На этюдах исчезло именно то, что составляло их прелесть: прежде, выходя из города, я чувствовал только одно — что мне хорошо в бесконечном просторе полей, и желал только одного — уйти как можно дальше. Если я сбивался с дороги, ночевал в поле, это было еще лучше, еще свободнее, еще шире. А теперь я думал, что нехорошо с моей стороны оставлять жену одну на целый день.
— Ты придешь к обеду? — спрашивала жена.
И я все время докучливо думал только о том, что не надо заходить слишком далеко, старательно замечал дорогу, торопился на возвратном пути и искренно страдал, когда товарищи мои увлекались этюдами и останавливались где-нибудь на дороге.
— А ты отчего не пишешь? — спрашивали они, весело набрасывая живые краски.
— Так… лень… — притворно улыбался я, вставал, ложился, отходил и приходил с томлением в душе, боясь, чтобы они не догадались об этом, и думая, что они догадываются. Было чего-то стыдно.
Было мучительно так, как мучительно здоровому и веселому животному, пущенному в луга с веревкой на ногах.
Товарищи долго не могли понять этого, а когда поняли, то из деликатности старались не задерживать меня. Это было им скучно и неудобно, и оттого скоро, скорее даже, чем можно было ожидать, они возненавидели жену, как досадную, Бог весть откуда и за что свалившуюся на них помеху. Они стали ходить без меня и, чтобы не обидеть, скрывали это, а я заметил, и мне было досадно и обидно. Дома у меня они чувствовали себя неловко: они понимали только живопись, говорили только о ней, а жена была гораздо развитее и начитаннее их, и ей хотелось говорить о том, что их вовсе не интересовало.

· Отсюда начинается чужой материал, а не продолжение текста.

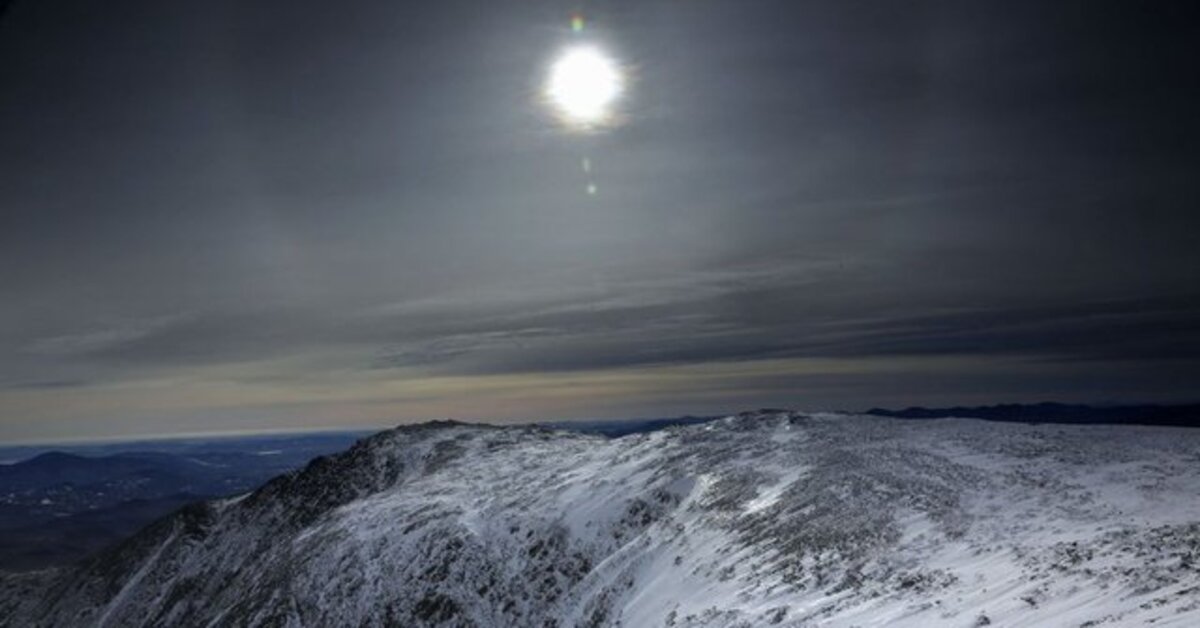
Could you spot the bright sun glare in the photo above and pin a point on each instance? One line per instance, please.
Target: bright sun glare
(583, 84)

Я любил ее, и потому всегда с радостью отзывался на каждую ее мысль, хотя бы в данный момент она и не занимала меня сама по себе. Но товарищам моим вовсе не хотелось подчиняться человеку, который был им чужд и непонятен. Если бы не я, они просто были бы равнодушны, мало касаясь друг друга, но я связывал их собою насильно, и они стали тяготиться женой, а она — ими, а мне было тяжело и трудно в этой душной атмосфере. И из любви к жене я стал злиться на них; мне казалось, что они должны, хотя из деликатности, быть не такими, как они есть, а такими, как нравится жене. Мало-помалу они перестали ходить ко мне, и тогда произошел разрыв. Это само по себе было тяжело для меня; а в том, что произошло это против моей воли и желания, было что-то особенно тяжелое, унизительное, обидное, как насмешка. Мне казалось, что я принес большую жертву жене, а она думала, что сделала хорошо для меня, открыв мне глаза на то, какие пустые и ничтожные люди были мои товарищи, точно я не знал этого сам. Мы не понимали друг друга: она искала в людях одного, я другого, и у меня явилось досадное чувство к жене, хотя она и не была виновата в том, что мои взгляды не были ее взглядами.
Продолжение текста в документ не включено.